Much has been written about this phrase, some of it by me.
It’s not something I’ve ever said easily, and the impulse to say (or type) it is one I’ve only developed over the last year or two, with the substantial help of one or two women in particular, who, to hear them tell it, would fairly quiver on hearing or reading the words. Or even simply “GG.”
I rarely speak the words aloud. Doing so feels trite, almost silly. A few times, I forced myself to growl it into a woman’s, ear, always to great effect. But it always has felt just a little… unnatural.
That said, I’m pretty fully sold on its use in email or text. Somehow, not having to speak it, to be seen and heard while saying it, liberates me, and nowadays, I sprinkle it liberally (though, of course, only when earned) throughout various virtual interactions. Almost always to (virtual) great effect.
I’m ambivalent about it, but have come to enjoy at least typing it, if not speaking it.
But the other day, after the snarky Luna complied with some or other request of mine, I replied, “Good girl,” and for a moment, I thought I’d lost her.
“Don’t call me a good girl. It’s unoriginal and I hate things that are generic,” she wrote. (Oh, snap!)
Well ok.
I’ve written before about my struggle with second-wave feminism and its impact on my ability comfortably to objectify. For the most part, I’m over that particular hurdle.
If you’re hot, I have no qualms about telling you you’re hot; if I want to fuck you, I’ll tell you that. If I want to see your ass, I’ll tell you to turn around, or to bend over, or to take something off.
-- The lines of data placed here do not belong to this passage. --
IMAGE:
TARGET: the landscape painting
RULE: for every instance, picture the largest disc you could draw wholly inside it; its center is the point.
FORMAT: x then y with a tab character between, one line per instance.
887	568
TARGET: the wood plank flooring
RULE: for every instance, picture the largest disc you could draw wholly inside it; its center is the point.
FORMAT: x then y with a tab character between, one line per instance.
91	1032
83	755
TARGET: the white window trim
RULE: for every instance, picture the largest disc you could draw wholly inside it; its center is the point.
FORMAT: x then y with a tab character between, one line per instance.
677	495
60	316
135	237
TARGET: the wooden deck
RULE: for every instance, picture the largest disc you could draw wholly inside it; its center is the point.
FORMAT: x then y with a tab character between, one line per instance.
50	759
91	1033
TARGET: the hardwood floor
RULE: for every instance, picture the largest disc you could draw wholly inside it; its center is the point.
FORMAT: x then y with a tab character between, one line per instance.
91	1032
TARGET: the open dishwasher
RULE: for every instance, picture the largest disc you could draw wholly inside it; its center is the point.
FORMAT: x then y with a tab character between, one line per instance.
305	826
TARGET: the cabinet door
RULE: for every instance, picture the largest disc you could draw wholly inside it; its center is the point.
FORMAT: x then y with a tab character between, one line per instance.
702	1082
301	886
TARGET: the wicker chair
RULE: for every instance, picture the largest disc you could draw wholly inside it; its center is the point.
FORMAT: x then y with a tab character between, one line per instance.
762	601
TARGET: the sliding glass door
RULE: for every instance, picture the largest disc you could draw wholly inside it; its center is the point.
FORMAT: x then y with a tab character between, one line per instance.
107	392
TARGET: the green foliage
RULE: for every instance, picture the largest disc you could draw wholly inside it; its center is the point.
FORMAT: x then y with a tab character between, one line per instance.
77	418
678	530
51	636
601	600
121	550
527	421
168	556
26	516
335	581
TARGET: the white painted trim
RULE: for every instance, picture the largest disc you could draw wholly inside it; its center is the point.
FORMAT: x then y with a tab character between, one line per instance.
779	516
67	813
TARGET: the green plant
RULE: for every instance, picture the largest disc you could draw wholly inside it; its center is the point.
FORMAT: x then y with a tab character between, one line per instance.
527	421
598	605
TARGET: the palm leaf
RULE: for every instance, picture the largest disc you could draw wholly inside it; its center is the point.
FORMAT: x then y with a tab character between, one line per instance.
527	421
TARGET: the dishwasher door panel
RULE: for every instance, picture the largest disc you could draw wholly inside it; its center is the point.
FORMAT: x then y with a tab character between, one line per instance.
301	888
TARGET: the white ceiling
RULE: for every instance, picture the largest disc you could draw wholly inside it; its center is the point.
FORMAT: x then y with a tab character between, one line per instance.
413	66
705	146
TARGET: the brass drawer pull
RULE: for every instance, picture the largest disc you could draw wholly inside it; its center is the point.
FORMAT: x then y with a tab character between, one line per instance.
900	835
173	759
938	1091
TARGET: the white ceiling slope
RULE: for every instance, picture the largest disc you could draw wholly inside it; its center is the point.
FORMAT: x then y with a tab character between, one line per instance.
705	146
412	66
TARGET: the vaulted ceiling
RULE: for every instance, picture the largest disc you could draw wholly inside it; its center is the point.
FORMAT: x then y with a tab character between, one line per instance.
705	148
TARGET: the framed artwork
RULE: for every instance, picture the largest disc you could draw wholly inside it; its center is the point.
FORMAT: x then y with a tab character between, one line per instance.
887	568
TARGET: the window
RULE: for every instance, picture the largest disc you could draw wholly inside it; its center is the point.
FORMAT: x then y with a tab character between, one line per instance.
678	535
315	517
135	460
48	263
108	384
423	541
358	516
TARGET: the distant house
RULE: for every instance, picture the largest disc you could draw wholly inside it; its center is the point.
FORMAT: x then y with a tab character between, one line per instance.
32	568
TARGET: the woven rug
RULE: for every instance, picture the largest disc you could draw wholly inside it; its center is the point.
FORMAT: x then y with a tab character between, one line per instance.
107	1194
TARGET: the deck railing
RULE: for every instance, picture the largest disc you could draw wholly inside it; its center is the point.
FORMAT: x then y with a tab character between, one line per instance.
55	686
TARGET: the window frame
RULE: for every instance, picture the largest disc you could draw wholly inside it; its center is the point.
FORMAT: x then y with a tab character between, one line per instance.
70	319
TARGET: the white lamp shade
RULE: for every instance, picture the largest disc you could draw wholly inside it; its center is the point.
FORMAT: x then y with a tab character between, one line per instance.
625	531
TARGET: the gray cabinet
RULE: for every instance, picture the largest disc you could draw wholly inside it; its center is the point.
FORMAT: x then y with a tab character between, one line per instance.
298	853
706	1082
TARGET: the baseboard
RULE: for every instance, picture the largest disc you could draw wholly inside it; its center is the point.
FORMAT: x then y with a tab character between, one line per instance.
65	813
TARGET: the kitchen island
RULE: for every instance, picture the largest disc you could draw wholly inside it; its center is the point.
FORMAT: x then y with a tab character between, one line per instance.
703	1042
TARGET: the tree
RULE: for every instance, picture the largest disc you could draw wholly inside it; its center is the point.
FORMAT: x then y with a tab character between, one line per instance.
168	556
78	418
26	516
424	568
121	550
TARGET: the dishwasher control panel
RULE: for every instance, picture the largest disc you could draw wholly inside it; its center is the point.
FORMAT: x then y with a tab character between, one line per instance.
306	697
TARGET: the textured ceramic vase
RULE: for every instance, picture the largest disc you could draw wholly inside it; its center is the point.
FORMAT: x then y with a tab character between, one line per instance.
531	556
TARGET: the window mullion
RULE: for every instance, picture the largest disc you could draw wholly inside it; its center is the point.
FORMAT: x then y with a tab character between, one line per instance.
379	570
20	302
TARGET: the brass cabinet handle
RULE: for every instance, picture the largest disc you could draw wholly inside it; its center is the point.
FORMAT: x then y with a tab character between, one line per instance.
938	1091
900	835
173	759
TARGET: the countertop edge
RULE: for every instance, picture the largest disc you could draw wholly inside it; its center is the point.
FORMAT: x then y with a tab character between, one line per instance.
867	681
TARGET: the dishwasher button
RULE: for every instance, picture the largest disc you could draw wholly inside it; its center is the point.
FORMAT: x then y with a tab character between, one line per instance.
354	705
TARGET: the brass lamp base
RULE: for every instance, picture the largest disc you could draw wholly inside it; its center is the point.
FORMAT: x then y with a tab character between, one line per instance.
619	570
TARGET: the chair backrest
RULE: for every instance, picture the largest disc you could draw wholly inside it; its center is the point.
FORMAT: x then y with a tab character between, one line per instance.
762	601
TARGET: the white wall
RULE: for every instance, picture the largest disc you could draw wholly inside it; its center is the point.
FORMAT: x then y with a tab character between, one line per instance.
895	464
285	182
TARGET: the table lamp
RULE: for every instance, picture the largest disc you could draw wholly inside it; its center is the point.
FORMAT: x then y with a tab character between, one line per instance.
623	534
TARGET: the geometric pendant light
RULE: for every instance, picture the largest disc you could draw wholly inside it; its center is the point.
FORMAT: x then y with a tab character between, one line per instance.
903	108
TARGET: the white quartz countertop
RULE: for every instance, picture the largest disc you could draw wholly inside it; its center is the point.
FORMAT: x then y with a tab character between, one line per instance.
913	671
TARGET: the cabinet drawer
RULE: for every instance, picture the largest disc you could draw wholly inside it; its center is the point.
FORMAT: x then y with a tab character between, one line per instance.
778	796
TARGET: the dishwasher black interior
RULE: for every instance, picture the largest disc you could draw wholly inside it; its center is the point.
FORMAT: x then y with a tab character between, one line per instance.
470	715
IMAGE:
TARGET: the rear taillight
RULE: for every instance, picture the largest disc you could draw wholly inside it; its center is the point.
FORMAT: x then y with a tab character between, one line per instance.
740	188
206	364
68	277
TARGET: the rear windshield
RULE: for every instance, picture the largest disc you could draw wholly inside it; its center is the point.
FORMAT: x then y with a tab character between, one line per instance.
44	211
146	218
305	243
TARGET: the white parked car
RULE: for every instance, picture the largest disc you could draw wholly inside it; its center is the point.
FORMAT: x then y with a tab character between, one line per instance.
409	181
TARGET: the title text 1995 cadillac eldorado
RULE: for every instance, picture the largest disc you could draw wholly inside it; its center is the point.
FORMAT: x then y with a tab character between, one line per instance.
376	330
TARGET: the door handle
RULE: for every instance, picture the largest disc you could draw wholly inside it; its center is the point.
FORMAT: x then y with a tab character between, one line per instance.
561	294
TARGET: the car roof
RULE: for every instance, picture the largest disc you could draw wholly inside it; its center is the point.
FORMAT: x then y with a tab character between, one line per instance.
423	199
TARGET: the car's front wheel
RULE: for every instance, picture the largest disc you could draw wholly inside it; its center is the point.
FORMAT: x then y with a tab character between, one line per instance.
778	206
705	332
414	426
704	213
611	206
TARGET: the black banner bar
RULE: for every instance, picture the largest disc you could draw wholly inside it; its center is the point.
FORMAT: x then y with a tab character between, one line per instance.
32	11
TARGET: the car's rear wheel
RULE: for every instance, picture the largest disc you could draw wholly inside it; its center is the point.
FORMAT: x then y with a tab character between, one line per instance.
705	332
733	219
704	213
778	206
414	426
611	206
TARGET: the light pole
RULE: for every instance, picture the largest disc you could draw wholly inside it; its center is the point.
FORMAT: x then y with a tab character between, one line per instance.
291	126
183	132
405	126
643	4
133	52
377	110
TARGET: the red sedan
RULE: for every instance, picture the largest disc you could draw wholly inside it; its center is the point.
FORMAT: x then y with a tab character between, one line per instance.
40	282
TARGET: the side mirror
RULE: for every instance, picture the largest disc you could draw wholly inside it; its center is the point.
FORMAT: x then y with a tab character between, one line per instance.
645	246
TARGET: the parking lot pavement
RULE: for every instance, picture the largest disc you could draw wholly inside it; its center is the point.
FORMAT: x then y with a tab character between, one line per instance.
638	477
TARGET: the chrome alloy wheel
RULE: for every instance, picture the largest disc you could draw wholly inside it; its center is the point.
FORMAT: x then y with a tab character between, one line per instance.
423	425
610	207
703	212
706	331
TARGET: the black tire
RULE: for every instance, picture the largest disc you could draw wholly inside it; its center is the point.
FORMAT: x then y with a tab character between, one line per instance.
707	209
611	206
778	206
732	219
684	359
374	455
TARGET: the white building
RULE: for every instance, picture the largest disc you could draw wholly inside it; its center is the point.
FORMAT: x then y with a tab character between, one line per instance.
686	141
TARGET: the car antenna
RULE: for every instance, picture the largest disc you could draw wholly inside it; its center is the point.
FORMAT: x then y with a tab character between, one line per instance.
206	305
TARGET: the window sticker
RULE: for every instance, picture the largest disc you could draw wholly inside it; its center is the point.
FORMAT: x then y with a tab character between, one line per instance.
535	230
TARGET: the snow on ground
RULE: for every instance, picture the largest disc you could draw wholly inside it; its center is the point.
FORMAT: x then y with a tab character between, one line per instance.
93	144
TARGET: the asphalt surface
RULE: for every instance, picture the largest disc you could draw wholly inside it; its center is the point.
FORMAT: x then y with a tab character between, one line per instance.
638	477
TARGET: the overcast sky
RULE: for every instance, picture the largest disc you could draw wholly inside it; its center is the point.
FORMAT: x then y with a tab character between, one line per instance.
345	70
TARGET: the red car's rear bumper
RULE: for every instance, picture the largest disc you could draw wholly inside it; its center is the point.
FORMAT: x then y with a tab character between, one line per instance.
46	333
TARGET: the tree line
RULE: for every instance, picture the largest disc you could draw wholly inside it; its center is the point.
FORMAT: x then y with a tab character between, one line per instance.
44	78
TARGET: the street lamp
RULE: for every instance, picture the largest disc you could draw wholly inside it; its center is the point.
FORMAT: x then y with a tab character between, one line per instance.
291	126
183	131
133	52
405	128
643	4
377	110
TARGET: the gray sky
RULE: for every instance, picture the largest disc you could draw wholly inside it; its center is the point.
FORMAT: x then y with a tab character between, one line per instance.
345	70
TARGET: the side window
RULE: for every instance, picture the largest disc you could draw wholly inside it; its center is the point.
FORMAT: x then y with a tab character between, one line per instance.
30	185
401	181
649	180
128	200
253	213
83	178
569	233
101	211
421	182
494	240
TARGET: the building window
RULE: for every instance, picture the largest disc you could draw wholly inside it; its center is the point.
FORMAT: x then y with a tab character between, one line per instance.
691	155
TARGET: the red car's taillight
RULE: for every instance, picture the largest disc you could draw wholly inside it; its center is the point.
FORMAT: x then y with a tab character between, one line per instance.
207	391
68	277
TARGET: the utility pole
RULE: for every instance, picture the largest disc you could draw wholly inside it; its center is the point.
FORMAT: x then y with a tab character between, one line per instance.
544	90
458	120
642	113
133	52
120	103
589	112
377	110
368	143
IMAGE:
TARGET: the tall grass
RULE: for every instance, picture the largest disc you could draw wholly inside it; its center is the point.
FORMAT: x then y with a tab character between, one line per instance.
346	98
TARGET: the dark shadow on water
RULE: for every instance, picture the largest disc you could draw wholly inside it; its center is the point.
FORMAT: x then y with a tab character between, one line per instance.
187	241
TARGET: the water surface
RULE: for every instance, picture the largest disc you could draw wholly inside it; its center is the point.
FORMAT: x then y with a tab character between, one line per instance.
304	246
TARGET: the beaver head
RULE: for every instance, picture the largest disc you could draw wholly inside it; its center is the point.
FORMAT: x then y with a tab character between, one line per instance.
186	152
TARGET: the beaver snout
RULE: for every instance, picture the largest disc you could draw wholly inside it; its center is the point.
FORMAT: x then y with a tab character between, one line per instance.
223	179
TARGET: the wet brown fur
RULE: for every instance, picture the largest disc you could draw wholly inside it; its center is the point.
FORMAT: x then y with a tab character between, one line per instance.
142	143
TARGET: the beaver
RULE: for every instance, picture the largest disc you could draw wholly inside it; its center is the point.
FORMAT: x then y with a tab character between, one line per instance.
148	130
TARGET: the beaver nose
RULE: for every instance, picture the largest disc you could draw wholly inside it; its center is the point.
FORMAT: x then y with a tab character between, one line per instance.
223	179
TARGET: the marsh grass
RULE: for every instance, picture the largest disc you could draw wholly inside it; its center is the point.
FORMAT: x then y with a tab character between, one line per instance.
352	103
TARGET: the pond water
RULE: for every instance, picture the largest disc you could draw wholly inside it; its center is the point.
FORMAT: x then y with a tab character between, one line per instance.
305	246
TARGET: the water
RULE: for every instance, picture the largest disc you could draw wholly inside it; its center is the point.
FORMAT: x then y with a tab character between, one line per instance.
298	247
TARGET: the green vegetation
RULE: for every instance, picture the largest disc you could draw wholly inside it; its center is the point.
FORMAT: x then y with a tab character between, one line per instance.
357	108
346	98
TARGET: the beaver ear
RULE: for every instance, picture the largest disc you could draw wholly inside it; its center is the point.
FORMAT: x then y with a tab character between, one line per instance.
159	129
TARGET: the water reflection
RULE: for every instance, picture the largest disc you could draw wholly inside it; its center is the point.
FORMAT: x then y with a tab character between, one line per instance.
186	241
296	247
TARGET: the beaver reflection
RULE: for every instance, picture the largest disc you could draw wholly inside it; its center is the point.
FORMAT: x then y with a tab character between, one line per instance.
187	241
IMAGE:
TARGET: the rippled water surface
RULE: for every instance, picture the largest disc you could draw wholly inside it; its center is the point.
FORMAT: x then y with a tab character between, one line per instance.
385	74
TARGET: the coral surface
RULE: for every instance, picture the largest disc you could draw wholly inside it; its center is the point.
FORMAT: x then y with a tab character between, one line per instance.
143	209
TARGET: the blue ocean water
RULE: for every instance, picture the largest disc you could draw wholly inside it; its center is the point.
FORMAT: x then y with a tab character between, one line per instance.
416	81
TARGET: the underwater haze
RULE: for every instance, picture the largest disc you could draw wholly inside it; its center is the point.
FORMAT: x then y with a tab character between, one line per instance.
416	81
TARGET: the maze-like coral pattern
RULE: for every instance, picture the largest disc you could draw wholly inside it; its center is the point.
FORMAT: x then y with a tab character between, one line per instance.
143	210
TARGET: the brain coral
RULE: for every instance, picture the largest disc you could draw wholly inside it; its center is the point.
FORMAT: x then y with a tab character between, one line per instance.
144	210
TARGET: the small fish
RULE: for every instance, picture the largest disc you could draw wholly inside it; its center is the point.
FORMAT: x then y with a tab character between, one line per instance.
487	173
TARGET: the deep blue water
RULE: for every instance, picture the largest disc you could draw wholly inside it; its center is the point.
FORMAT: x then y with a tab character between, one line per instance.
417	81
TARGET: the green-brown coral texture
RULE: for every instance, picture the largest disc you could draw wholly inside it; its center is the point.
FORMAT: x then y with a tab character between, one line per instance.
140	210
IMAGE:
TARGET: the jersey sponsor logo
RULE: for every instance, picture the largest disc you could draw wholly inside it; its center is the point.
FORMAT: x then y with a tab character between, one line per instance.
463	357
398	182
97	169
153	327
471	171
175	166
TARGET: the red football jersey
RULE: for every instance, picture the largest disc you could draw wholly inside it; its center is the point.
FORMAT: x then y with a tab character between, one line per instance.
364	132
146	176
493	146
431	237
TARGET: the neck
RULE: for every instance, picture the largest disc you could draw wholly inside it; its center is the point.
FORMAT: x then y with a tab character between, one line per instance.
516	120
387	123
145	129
Always politely, respectfully, and often in the form of a question, or a request. But I’ll tell you. And you won’t mistake the form of the communication for its meaning.
But even though I’ll do all this comfortably, you’re still a woman to me, not a girl. A woman with power and agency. If you’re not, if you are a girl, that’s a turn-off. It’s why my appreciation for shaved pussies – greater today than it was when I wrote this – remains ambivalent.
I like women. When a woman submits to me, complies with me, the arousing potency of the act derives from her starting position of power and strength, and not from her assuming a role – the role of the “good girl” – but rather from her departing from her normal ways of interacting, even as she remains a powerful woman. She’s submitting as an expression of her agency, not her helplessness.
This is why I have such a complicated relationship to this expression.
What do you think? Guys, do you say it? Feel it? Mean it? Women, what do you think? How does it make you feel? Why?